Clea Roberts's first book of poetry, Here is Where We Disembark (Freehand Books, 2011) is described as a "perceptive ecological reading of Canada's North past and present." Based on her experiences in northern BC and the Yukon, these poems have been described by Don McKay as "exquisite frostbitten brevities."

Here is Where We Disembark was a finalist for the League of Canadian Poets' Gerald Lampert Award, nominated for the ReLit Award, and was translated into German and Japanese. Roberts lives on the outskirts of Whitehorse, Yukon Territory and facilitates a workshop on poetry and grief through Hospice Yukon. She is also the Artistic Director of the Kicksled Reading Series.

Here second collection is Auguries (Brick, 2017), reviewed below.

 

Review of the author's work by BC Studies:
Here is Where We Disembark

REVIEW


Auguries

by Clea Roberts

London, Ontario: Brick Books, 2017.

$20 / 9781771314510

Reviewed by David Stouck

Two-time Governor General'sAward winner Don McKay described Clea Roberts' debut collection of poems, Here Is Where We Disembark (Freehand Books, 2010), as "exquisite frost-bitten brevities," a phrase that aptly characterizes this Yukon-based writer's second book as well.

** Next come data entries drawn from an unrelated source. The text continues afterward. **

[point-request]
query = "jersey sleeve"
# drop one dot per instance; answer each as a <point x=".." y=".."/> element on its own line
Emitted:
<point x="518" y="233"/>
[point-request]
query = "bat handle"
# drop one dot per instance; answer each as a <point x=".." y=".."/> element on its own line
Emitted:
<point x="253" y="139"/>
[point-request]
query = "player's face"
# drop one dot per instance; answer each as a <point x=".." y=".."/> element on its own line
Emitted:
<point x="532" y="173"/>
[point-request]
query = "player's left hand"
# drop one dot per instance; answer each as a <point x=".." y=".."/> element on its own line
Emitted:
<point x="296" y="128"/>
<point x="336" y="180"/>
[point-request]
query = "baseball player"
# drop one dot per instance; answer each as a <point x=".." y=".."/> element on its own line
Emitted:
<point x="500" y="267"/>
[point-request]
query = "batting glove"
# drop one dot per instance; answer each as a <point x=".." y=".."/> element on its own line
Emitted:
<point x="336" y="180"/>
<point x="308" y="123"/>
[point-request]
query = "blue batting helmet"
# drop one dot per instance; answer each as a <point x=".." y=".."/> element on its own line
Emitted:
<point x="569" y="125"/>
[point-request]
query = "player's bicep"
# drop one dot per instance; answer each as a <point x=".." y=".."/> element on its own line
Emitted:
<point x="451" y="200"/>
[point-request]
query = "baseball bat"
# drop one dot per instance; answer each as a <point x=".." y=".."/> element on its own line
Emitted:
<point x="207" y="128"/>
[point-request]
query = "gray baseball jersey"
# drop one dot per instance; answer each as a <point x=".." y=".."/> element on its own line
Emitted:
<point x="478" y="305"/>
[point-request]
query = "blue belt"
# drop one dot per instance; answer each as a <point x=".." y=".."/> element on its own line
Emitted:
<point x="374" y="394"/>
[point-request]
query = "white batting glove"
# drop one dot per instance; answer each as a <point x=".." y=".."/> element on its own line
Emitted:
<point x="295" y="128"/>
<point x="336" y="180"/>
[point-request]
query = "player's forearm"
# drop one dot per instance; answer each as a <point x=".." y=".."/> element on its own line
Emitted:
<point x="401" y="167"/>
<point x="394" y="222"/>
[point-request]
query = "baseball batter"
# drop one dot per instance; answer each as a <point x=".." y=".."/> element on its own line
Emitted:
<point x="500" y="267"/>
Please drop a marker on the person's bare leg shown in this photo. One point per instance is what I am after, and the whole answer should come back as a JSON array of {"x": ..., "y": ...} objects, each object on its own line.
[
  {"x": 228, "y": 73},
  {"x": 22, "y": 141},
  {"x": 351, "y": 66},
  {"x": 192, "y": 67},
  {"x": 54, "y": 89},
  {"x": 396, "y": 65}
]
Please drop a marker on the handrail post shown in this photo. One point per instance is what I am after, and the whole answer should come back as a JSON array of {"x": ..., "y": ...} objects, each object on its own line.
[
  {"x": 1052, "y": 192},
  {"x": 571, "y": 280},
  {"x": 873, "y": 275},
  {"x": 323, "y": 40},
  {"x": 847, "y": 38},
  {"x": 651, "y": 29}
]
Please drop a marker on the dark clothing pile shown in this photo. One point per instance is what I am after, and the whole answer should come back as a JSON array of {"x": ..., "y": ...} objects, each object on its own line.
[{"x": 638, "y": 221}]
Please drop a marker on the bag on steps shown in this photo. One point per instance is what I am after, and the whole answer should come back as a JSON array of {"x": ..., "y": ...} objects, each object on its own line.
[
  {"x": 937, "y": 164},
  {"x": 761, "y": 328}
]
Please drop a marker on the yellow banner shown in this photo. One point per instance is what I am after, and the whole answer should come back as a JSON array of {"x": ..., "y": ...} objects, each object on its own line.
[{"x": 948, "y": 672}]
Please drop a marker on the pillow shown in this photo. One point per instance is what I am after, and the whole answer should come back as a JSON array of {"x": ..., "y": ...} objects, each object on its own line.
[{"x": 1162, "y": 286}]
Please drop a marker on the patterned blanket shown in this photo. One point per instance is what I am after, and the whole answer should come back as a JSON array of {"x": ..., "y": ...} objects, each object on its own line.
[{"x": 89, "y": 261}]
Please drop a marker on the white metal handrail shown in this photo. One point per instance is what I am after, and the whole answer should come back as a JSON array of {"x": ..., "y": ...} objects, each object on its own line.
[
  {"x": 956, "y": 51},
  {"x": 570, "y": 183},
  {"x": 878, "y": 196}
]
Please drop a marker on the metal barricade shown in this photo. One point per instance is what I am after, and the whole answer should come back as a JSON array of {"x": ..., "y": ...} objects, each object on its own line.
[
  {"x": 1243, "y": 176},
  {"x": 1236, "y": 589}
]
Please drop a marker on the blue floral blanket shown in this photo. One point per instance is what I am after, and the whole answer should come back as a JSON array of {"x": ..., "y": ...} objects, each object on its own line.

Many of the poems in Auguries are again grounded in the northern landscape and its seasons; titles such as "February," "Winter Sunday," and "Spring Snowfall, Melting" set the mood for this elusive, often haunting collection.

Though for most readers Yukon is remote from the centre, the poet makes its life inviting: there are white-tailed deer, wolves, marmots, corvids, and cranes that kettle "on the verge of an alphabet." And the northern skies display themselves in sundogs and aurora borealis.

The speaker thus situated, despite "black, impenetrable mornings," cleaves to "the reliable depth of winter" because, as she cryptically states, being "a winter person ... implies improvement."

On the cover we are told that the author became a parent and lost a parent while writing. The love for a husband who "steps lightly" and for a baby whose cry produces the "delirium" of "an exotic flower" provides a rich though guarded intimacy to this book. She says to her husband: "I guess you are happy / even though it's February / and we're a little crowded by our shadows."

But in another poem she warns us that "happiness is for amateurs," and losing a parent begins to take haunting shape in this collection. Details about the mother's illness are few but they are precise and sobering: hands that once "poured tea from a silver thermos" and "fixed light to canvas with oil paint and brush" also "fly out and flap wildly." In "Storytelling" mother and daughter, thinking of the past and future, "fumble for the narrative" that will cushion the coming blow of her death. But despite the doctor's statement that the mother's "lungs crackle / like footsteps / in the snow" and her legs no longer work, the poet-daughter believes that her mother has already "thrown open the door / and ... [is] springing into / the dazzling whiteness" of that world opening inside her. A poem of acceptance perhaps, of reconciliation, even joy.

But within a group of poems titled "Spring Planting" there are four brief metaphorical accounts of grief that shock with their precise, uncompromising truths: grief likened to a slow river that never freezes to the bottom; like a scavenger that locates the songs of mourning; like a burled log that can hold up the porch roof for years and greet everyone who comes to the door; but then, suddenly, like "spooked horses / in a storm / and you can't / find your coat." It seems to this reviewer that Clea Roberts is writing here like Emily Dickinson, achieving an art of essences that is profound, limitless, and that like an augury can spook the reader.

David Stouck is an editor and biographer. His latest book is Arthur Erickson: An Architect's Life (Douglas & McIntyre, 2013).